Mengakhiri
Pembiaran Sastra
Taufik Ikram Jamil ; Sastrawan
|
KOMPAS,
29 Desember 2012
Jauh dari perhatian publik, akhir November
lalu terjadi dua peristiwa kesusastraan yang patut mendapat catatan di
Indonesia. Hanya berselang lima hari setelah pendeklarasian Hari Puisi
Indonesia di Pekanbaru, 22 November, di Makassar berlangsung Pertemuan
Pengarang Indonesia pada 25-27 November.
Dua peristiwa tersebut dapat dikatakan
sebagai upaya pemartabatan sastra dengan segala ironi yang
melatarbelakanginya.
Tentu saja berbagai persoalan di dalam
sastra Indonesia cukup mengemuka pada kedua kegiatan tersebut, misalnya hal
yang berkaitan dengan estetika sebagai inti kreativitas. Akan tetapi, estetika
yang pada gilirannya berujung sebagai ranah pribadi sastrawan yang terus
bergerak ternyata tertindih oleh hal-hal kontekstual sastra dalam kehidupan
berbangsa saat ini.
Lama Dibiarkan
Adalah suatu kenyataan, sejak lama negara
membiarkan sastra Indonesia, tidak hanya pada masa Orde Baru, tetapi juga
masa reformasi dan kini pada masa yang entah apa lagi namanya. Tengoklah
pembelajaran sastra di sekolah sebagai contoh, yang masih saja dianggap
sebagai lampiran kecil dari pelajaran Bahasa Indonesia. Contoh lain adalah
ketiadaan suatu ketentuan, katakanlah semacam undang-undang yang dapat
melindungi sekaligus mewadahi kepengarangan seseorang, baik secara
kreativitas maupun wujudnya sebagai warga negara.
Di sisi lain, sastrawan alias pengarang
senantiasa tidak memiliki jaminan hidup. Ketika sakit seperti dialami
beberapa sastrawan terkemuka dan sudah berusia di atas 60 tahun beberapa
waktu lalu, misalnya, tidak ada lembaga yang mengurus mereka secara
sistematis sebagai suatu kewajiban formal.

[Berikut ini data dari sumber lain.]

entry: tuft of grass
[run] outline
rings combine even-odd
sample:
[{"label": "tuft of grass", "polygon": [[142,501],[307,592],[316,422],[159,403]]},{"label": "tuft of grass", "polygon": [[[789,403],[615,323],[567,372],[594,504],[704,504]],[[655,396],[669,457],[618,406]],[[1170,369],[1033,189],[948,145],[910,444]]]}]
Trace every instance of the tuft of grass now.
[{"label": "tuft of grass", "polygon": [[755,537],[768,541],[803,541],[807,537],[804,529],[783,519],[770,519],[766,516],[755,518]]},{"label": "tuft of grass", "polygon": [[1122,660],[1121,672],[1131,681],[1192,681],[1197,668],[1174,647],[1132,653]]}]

Tentu saja contoh-contoh di atas terkesan
ironis, manakala kita menyadari bahwa bangsa ini sebenarnya mewarisi kekayaan
sastra sebagai jiwa kemanusiaan sejak ratusan tahun lalu. Dalam karya sastra
yang ditulis Hamzah Fansuri, Raja Ali Haji, Ronggowarsito, dan banyak lagi—bahkan
sampai pada masa kini—kehidupan berbangsa tidak saja diabadikan, tetapi juga
menjadi ”mata-mata” bagi jiwa kemanusiaan.
Bukankah ungkapan Raja Ali Haji dalam
”Gurindam Duabelas”, misalnya, dapat menjadi renungan kehidupan bernegara
sampai saat ini, seperti ”Betul hati kepada rakyat, tanda raja memperoleh
inayat”.
Mungkin juga ramalan Ronggowarsito tentang
masa edan mengingatkan kita untuk lebih berhati-hati dalam mengambil tindakan
di tengah kegaduhan sosial berkepanjangan.
Tindakan Negara
Tak dapat dimungkiri bahwa kesusastraan dan
kepengarangan terus berlangsung dalam pembiaran oleh negara. Jumlah komunitas
dan kelompok yang melibatkan sastra tak bisa dihitung dengan jari tangan.
Contohnya deklarasi hari puisi yang minim dana, sementara Pertemuan Pengarang
Indonesia (PPI) memperoleh biaya dari Kementerian Pendidikan dan Kebudayaan.
Sebenarnya, yang lebih diperlukan adalah
bagaimana negara menempatkan sastra sebagai bagian dari pembangunan. Secara
sederhana, hal ini dapat diterjemahkan dengan bagaimana melaksanakan program
kesusastraan sebagai tanggung jawab negara secara berkelanjutan.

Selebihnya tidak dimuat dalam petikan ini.